Flicking through her album of photos from that time is a source of happiness for Heather, whose husband Don was a chief officer of Sonar underwater weapons. She says the camaraderie amongst the wrens was strong and “there was always something going on”.

She remembers playing plenty of sport – particularly indoor hockey and netball – against other navy teams and putting on singing and dancing performances for entertainment.

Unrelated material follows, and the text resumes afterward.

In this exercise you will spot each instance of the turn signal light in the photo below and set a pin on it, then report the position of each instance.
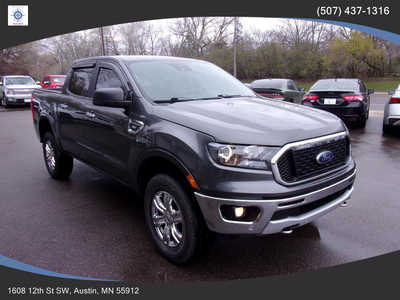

“Here we are performing with a band,” she says, pointing to a black and white print. “We are doing the Charleston and high kicks – our legs were good in those days!”

When Heather married Don she left Elizabeth House and moved into a navy home near the Devonport base. She says being part of the navy community was important, particularly when her husband was at sea. “They used to go away for long periods of time, sometimes months, so it was great company.”

Heather now lives at Rannerdale Veterans Village in Christchurch, where she once again has that sense of camaraderie. Other residents will also feature in Matt Gauldie’s exhibition and 50 per cent of proceeds from those paintings will go to the village.